The main objective of this paper is to propose a simple procedure to predict black oil viscosity at the region below bubble point pressure as a function of easily determined physical properties. Based on thorough and critical literature survey of available technical and published papers, only two models that dealt with viscosity below bubble point were chosen; Khan et al model (1987) (1) and Labedi model (1992) (2).
Utilizing Matlab statistical toolbox, programs have been generated using regression analysis for both correlations. Neural Network toolbox was used for creation of a new successful model. Back propagation/feed forward scheme has been followed to generate a model. Statistical analysis was used to test the validity of the new model.
Viscosity is the measure of the resistance to flow exerted by a fluid; the lower the viscosity of a fluid, the more easily it flows. Like other fluid properties viscosity is mainly affected by temperature and pressure. An increase in temperature causes a decrease in viscosity. A decrease in pressure causes a decrease in viscosity, provided that the only effect of pressure is to compress the liquid. In addition, in the case of reservoir liquids, there is a third parameter which affects viscosity, which is the reduction in the amount of gas in solution in the liquid. It causes a decrease in viscosity; hence, the amount of gas in solution is a direct function of pressure.
However, as reservoir pressure reduces below the bubble point, the liquid undergoes a change in composition.

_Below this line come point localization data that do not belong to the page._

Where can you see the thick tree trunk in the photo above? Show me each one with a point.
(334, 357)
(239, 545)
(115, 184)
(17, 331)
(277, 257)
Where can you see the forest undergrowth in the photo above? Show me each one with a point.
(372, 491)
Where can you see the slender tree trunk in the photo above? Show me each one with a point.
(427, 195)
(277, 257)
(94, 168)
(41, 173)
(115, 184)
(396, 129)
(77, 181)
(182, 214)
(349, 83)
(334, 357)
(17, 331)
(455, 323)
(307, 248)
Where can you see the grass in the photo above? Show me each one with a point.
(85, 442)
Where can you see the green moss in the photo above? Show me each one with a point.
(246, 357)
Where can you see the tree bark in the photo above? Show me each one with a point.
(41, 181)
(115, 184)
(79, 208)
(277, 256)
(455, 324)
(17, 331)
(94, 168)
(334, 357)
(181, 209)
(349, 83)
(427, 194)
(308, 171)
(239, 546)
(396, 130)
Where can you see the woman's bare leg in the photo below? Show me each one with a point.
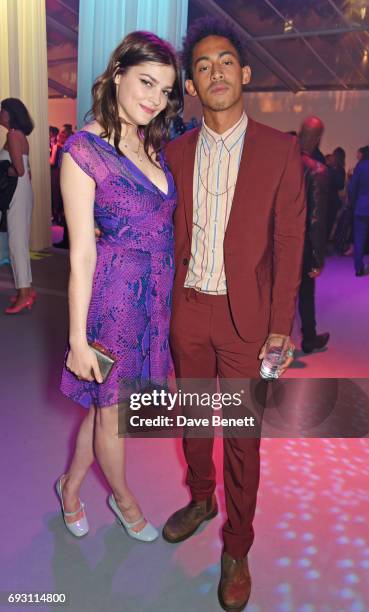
(81, 462)
(110, 453)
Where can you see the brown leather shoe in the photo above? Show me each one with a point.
(183, 523)
(235, 583)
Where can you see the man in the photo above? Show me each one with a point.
(239, 227)
(317, 185)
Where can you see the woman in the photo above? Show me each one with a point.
(113, 175)
(15, 117)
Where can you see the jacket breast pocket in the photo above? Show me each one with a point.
(264, 275)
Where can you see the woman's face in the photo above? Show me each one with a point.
(143, 91)
(4, 118)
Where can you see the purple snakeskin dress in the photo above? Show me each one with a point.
(130, 305)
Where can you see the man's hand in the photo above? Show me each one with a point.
(314, 272)
(288, 347)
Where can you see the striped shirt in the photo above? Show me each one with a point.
(217, 162)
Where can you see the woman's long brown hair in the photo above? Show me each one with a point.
(136, 48)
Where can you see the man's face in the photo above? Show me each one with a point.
(217, 74)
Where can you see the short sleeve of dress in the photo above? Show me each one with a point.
(81, 148)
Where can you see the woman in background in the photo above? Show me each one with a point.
(15, 117)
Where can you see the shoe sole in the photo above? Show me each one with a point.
(188, 535)
(230, 608)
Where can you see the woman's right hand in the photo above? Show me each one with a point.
(82, 362)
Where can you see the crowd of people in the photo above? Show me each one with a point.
(197, 265)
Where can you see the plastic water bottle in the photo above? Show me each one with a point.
(273, 359)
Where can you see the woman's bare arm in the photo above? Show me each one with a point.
(78, 191)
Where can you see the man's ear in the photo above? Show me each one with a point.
(246, 75)
(116, 74)
(190, 88)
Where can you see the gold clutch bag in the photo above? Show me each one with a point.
(105, 359)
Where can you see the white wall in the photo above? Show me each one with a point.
(62, 110)
(344, 113)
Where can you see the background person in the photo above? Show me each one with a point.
(15, 117)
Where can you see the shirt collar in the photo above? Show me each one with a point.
(228, 138)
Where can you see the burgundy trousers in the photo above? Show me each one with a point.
(205, 344)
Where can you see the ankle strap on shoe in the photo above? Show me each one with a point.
(82, 507)
(135, 523)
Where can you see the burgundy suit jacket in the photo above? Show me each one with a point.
(264, 238)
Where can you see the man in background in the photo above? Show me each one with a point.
(317, 186)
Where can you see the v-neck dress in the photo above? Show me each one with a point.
(129, 312)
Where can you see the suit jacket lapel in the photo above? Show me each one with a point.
(245, 180)
(187, 178)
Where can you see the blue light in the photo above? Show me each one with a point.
(283, 587)
(347, 593)
(359, 542)
(283, 561)
(352, 579)
(345, 563)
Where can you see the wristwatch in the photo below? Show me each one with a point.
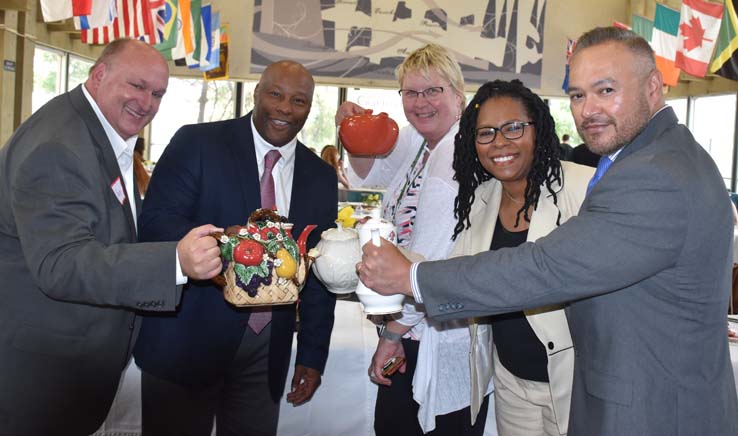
(390, 336)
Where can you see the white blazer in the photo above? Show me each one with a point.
(548, 323)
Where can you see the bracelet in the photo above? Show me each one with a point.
(390, 336)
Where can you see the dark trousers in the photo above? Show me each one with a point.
(239, 402)
(396, 413)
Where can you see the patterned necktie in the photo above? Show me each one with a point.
(261, 316)
(602, 166)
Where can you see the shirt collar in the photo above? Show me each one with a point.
(262, 146)
(120, 146)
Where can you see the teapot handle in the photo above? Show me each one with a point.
(375, 238)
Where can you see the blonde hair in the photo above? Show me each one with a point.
(437, 57)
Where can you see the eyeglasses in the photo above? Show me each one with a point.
(510, 131)
(431, 93)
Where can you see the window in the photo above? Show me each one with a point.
(564, 120)
(48, 76)
(190, 101)
(79, 68)
(320, 127)
(713, 125)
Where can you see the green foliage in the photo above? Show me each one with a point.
(564, 121)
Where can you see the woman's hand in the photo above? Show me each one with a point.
(348, 109)
(386, 350)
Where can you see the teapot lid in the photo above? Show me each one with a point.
(339, 233)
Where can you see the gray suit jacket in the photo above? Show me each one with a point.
(646, 265)
(71, 276)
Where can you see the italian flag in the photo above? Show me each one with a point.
(665, 41)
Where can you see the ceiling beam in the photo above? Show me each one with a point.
(15, 5)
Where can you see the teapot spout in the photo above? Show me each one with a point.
(302, 240)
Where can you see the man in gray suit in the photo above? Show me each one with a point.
(646, 264)
(73, 276)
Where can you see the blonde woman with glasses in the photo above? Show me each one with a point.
(430, 394)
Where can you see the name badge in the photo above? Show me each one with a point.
(117, 187)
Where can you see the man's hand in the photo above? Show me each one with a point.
(348, 109)
(385, 350)
(384, 269)
(304, 384)
(199, 255)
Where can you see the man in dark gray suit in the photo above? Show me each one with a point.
(73, 276)
(646, 264)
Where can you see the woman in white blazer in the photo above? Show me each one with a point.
(513, 189)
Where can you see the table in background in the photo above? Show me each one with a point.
(343, 405)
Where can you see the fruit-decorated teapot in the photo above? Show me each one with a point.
(262, 263)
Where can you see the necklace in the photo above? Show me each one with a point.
(507, 194)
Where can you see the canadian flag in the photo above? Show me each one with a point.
(133, 20)
(698, 29)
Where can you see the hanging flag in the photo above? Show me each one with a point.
(206, 38)
(193, 57)
(664, 42)
(170, 18)
(81, 7)
(214, 57)
(222, 71)
(170, 30)
(158, 19)
(56, 10)
(185, 14)
(570, 44)
(643, 27)
(103, 13)
(698, 30)
(725, 62)
(133, 21)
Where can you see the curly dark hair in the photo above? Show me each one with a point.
(546, 167)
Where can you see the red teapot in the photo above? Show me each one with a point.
(368, 134)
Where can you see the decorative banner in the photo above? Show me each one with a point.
(725, 62)
(222, 71)
(368, 39)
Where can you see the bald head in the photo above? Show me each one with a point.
(128, 82)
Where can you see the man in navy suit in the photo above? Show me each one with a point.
(205, 362)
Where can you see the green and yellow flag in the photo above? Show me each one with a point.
(725, 61)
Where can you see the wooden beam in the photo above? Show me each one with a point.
(62, 26)
(15, 5)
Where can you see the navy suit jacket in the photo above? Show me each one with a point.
(208, 174)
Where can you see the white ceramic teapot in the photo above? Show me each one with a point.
(339, 253)
(373, 303)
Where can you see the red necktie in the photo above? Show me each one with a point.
(261, 316)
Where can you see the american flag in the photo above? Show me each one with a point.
(134, 20)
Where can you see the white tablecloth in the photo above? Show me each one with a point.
(343, 405)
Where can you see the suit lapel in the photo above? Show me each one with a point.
(243, 165)
(104, 151)
(656, 126)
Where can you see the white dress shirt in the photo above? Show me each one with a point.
(283, 171)
(123, 149)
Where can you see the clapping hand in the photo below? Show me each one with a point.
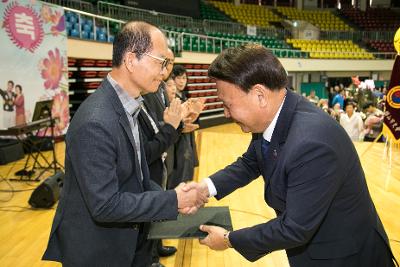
(173, 113)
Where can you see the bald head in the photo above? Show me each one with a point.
(135, 37)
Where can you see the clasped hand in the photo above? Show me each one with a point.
(191, 197)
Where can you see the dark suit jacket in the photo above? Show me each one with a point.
(103, 194)
(315, 183)
(156, 144)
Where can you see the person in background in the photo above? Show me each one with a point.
(339, 98)
(373, 122)
(352, 122)
(185, 148)
(19, 103)
(313, 98)
(170, 88)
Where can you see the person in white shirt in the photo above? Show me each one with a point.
(352, 122)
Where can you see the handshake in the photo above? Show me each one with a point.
(191, 197)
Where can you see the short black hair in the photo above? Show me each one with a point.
(248, 65)
(178, 70)
(133, 37)
(368, 104)
(349, 103)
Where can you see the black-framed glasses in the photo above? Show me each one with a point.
(164, 61)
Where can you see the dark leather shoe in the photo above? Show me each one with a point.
(165, 251)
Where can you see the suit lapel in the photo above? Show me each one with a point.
(257, 146)
(123, 121)
(158, 96)
(280, 133)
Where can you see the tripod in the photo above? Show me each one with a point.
(54, 164)
(36, 146)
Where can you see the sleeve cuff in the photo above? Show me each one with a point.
(211, 187)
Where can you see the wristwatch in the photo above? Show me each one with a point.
(226, 239)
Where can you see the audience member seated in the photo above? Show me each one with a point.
(352, 122)
(373, 123)
(313, 98)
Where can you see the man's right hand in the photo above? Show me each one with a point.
(190, 198)
(173, 113)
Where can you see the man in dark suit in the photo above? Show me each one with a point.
(157, 139)
(108, 198)
(156, 103)
(312, 173)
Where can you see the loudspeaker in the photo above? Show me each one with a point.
(48, 192)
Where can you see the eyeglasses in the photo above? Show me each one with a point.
(164, 61)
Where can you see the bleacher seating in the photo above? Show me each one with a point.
(248, 14)
(381, 46)
(325, 20)
(335, 49)
(81, 27)
(373, 18)
(210, 12)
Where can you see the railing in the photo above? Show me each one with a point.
(207, 26)
(153, 17)
(97, 22)
(203, 43)
(75, 4)
(357, 36)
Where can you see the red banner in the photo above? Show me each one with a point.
(392, 114)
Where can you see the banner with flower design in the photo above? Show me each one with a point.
(33, 62)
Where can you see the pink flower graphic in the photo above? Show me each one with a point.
(60, 111)
(52, 69)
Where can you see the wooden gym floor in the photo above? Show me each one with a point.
(24, 232)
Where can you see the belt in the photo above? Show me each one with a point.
(136, 226)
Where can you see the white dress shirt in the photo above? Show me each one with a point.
(353, 125)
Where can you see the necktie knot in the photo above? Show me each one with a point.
(264, 148)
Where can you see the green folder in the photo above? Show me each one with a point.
(187, 226)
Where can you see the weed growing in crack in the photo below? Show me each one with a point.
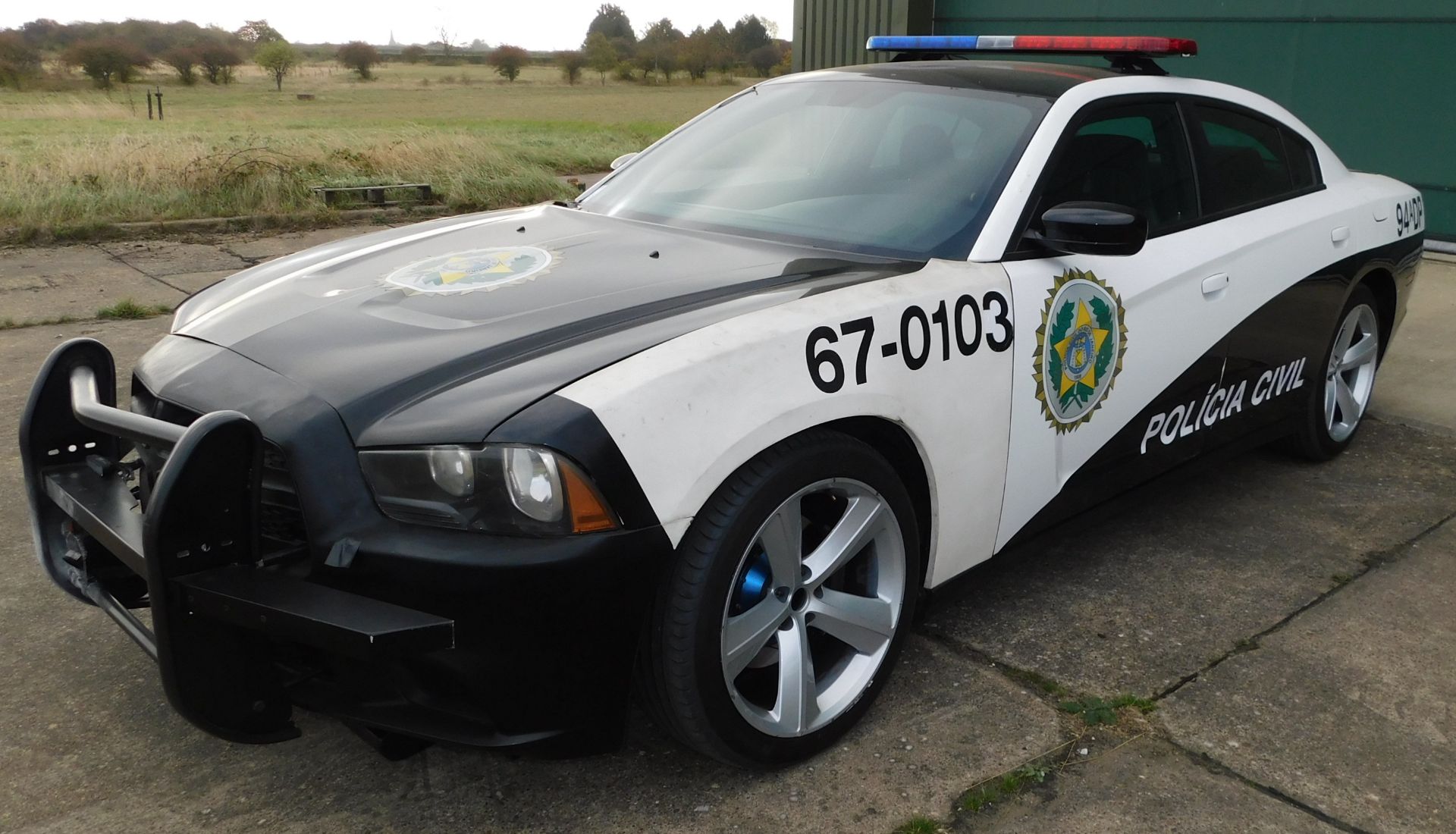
(919, 824)
(128, 309)
(1097, 710)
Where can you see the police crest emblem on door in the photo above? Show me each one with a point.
(1079, 348)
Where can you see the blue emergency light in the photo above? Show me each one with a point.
(1034, 44)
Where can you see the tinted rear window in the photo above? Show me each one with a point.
(1248, 161)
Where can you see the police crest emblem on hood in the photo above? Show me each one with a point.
(472, 271)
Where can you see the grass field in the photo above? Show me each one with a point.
(74, 159)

The gas that evolves takes the smaller molecules from the liquid, leaving the remaining reservoir liquid with relatively more molecules with large complex shapes. This changing liquid composition causes large increase in viscosity of the oil in the reservoir as pressure decreases below the bubble point (as illustrated in Figure (1). Crude oil viscosity is needed in reservoir engineering as well as many petroleum applications such as calculation of two-phase flow, gas-liquid flowing pressure traverse, gas-lift and pipeline design, calculation of oil recovery either from natural depletion or from recovery techniques such as waterflooding and gas-injection processes. Besides, these correlations are also needed for the calculation of multiphase flowing pressure gradients in pipes at different temperature and pressures. Live oil viscosity is a strong function of pressure, temperature, oil gravity, gas gravity, gas solubility, molecular sizes, and composition of the oil mixture. The variation of viscosity with molecular structure is not well known due to the complexity of crude oil systems. It is not a quite trusted procedure to estimate viscosity depending on the crude oil composition.
When it is hardly to be measured in the laboratory, viscosity might need to be specified with high degree of accuracy in order to be involved in a series of highly sensitive calculations. The ordinary way to measure viscosity is definitely through laboratory equipment. The alternative way is through empirical correlations in case of lack of PVT information, which were found to be easily applied if they gained a wider range of confidence in industry.